The canes are cut with the machete the most common tool in the tropics a kind of cutlass with a heavy iron or steel blade and a wooden handle. Carts convey the juicy stalks to the grinding house, and. beneath huge rollers the juice is expressed, running in palegreen streams to the boiling vats. Another corps of men attend to this department. The sap is boiled in a succession of great copper vats, requiring constant stirring and skimming. Nothing is lost of the product after it is brought from the fields. The stalks pressed dry are used for fuel, the ashes for fertilizer or soap, the skimmings and molasses of the sugar vats furnish the material from which Jamaica rum is made, and the manufacture of this article, as far as the planter is concerned, is the economic accompaniment of sugar making.
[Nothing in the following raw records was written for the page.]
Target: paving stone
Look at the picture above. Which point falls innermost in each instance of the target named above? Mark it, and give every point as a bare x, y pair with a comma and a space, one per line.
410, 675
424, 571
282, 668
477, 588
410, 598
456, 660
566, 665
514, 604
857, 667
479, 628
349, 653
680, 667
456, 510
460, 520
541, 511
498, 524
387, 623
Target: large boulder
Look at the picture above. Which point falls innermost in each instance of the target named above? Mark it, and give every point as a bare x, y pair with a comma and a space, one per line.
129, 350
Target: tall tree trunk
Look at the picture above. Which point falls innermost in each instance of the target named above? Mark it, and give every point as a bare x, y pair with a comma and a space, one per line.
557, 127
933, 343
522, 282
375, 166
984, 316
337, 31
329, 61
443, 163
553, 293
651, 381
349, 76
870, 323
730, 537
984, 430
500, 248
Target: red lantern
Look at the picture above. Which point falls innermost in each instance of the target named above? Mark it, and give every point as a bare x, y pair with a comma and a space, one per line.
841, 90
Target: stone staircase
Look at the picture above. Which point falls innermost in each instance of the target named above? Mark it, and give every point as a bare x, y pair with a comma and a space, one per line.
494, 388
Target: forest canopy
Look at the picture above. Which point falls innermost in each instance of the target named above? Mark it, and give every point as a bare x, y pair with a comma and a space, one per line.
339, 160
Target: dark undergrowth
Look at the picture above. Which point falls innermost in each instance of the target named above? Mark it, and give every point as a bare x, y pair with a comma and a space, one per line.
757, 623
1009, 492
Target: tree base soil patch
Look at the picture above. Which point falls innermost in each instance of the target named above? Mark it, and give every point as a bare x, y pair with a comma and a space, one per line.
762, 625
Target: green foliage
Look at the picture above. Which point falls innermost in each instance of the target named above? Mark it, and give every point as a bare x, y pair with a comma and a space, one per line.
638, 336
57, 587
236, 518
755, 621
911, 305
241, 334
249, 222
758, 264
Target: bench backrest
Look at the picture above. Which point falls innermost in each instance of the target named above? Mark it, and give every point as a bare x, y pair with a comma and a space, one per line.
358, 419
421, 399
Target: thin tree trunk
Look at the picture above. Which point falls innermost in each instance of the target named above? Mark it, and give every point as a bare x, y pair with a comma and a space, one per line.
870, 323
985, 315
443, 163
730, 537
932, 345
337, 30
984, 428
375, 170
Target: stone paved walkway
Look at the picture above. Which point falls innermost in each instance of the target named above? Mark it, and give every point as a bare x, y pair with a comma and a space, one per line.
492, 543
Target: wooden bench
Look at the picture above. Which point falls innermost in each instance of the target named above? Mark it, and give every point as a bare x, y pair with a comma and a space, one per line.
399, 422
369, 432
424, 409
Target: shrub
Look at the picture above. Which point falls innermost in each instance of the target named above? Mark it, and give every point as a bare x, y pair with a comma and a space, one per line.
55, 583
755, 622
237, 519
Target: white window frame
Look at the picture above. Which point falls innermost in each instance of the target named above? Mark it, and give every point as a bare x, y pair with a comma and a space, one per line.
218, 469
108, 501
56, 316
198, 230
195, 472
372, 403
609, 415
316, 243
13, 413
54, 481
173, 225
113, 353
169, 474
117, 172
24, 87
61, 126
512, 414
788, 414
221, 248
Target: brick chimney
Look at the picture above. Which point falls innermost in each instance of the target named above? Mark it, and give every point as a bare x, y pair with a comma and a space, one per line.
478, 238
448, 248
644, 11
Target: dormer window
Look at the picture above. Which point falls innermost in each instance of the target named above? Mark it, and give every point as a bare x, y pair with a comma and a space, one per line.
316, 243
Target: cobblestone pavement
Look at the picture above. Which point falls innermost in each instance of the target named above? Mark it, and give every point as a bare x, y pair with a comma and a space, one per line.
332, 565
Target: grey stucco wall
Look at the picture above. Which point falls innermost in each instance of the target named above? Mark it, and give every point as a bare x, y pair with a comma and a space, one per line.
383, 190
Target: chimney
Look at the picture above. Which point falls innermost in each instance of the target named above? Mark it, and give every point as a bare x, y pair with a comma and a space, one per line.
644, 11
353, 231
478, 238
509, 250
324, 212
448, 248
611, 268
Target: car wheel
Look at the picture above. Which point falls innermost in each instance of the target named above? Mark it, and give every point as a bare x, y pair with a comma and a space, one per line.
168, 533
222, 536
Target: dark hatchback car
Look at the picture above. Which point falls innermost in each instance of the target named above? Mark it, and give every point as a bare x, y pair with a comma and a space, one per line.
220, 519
The power for running the machinery is about equally divided between steam and water, the large number of rapidly flowing rivers. rendering this last a still advantageous source of power. On one estate-perhaps the most interesting which the traveler sees on the way to Montego Bay-the whole mechanical evolution of the sugar industry may be followed. The

early English and Spanish colonists had no steam to work by and the machinery required for the use of water was more elaborate than they could at that time command. They therefore built what in Jamaica are called breeze mills-massive structures of cement and stone, whose clumsy machinery was run by the wind. Afterward came the turnmills, in which power could be obtained without irregularity by the use of mules and horses. Later came the water wheels, and more recently steam was put into use. On the estate mentioned, not far from Falmouth, these various sources of power and the structures in which they were used are still standing.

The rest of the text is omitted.